Il s’agit malheureusement d’une expérience commune à de nombreuses personnes en ce moment, une expérience dont chacun peut saisir la dimension simplement en observant autour de soi. De mon côté, je me suis abstenu d’utiliser des parties de ma propre expérience professionnelle parce que j’avais peur qu’elles paraissent exagérées ou pas réalistes.

Le narrateur utilise beaucoup l’humour noir pour décrire sa propre situation. Penses-tu que l’humour puisse aider à guérir ou à surmonter toutes les situations, même la mort ou la maladie ?

Il ne fait aucun doute que l’humour peut être miraculeusement guérisseur à certains moments de l’existence, mais c’est précisément pour cette raison que cela peut être dévastateur quand son effet disparaît. Malgré tout, je pense qu’il faut toujours essayer de conserver son second degré, que ça marche ou non. Dans ce livre, je me suis davantage intéressé aux situations où l’humour est dépassé, et à la façon dont le personnage continue à le tenter malgré cela. Sisyphe doit imaginer que sa tragédie est drôle.

Que ressentez-vous à l’idée de voir votre roman traduit à l’étranger et surtout en français ?

Le moins que l’on puisse dire, c’est que cela m’amuse beaucoup. J’ai eu la chance que le livre soit bien accueilli dans tout le monde arabe, mais je n’ai pas été surpris, étant donné que de nombreux Arabes partagent la même expérience que moi. Il est intéressant pour moi de voir si cette expérience peut se propager à d’autres cultures ou si quelque chose sera perdu dans la traduction.

Qu’est-ce que la littérature et les mots ont apporté dans votre vie ?

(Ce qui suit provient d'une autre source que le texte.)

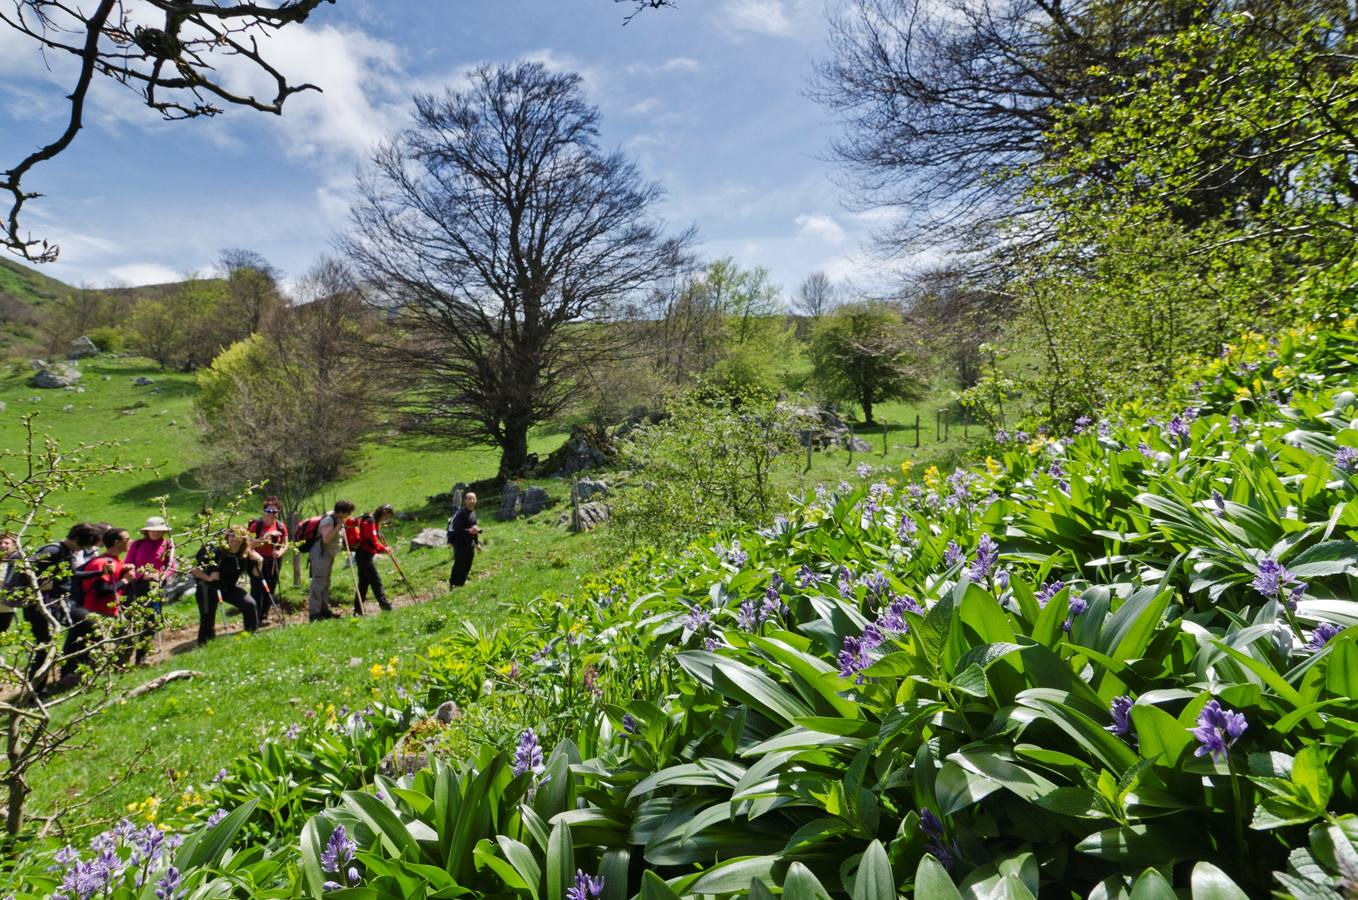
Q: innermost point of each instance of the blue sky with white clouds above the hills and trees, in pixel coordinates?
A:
(710, 98)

J’ai toujours apprécié la capacité de la littérature à exprimer des émotions très profondes, peut-être précisément parce que je suis rarement ému. Elle comble un vide qu’aucune autre expérience de la vie ne pourrait remplir.

Qu’auriez-vous pu devenir si vous n’étiez pas écrivain ?

Idéalement cinéaste. Je pense que le cinéma est la forme parfaite pour exprimer toute la gamme des émotions intérieures et définir l’expérience humaine. Mon plus grand défaut, cependant, est que je ne suis pas doué pour travailler avec les autres. Je sais que je détesterais les responsabilités managériales de la réalisation d’un film, mais je m’efforce toujours de devenir un essayiste cinématographique, dans le style de Chris Marker par exemple, ce qui semble être l’équilibre parfait entre l’écriture et la réalisation de films en solo.

Quels sont vos prochains projets/rêves ?

Je travaille actuellement sur un deuxième roman, qui est encore à un stade très précoce. La phase de recherche est la partie que j’apprécie le plus, donc je n’ai pas l’intention de précipiter les choses.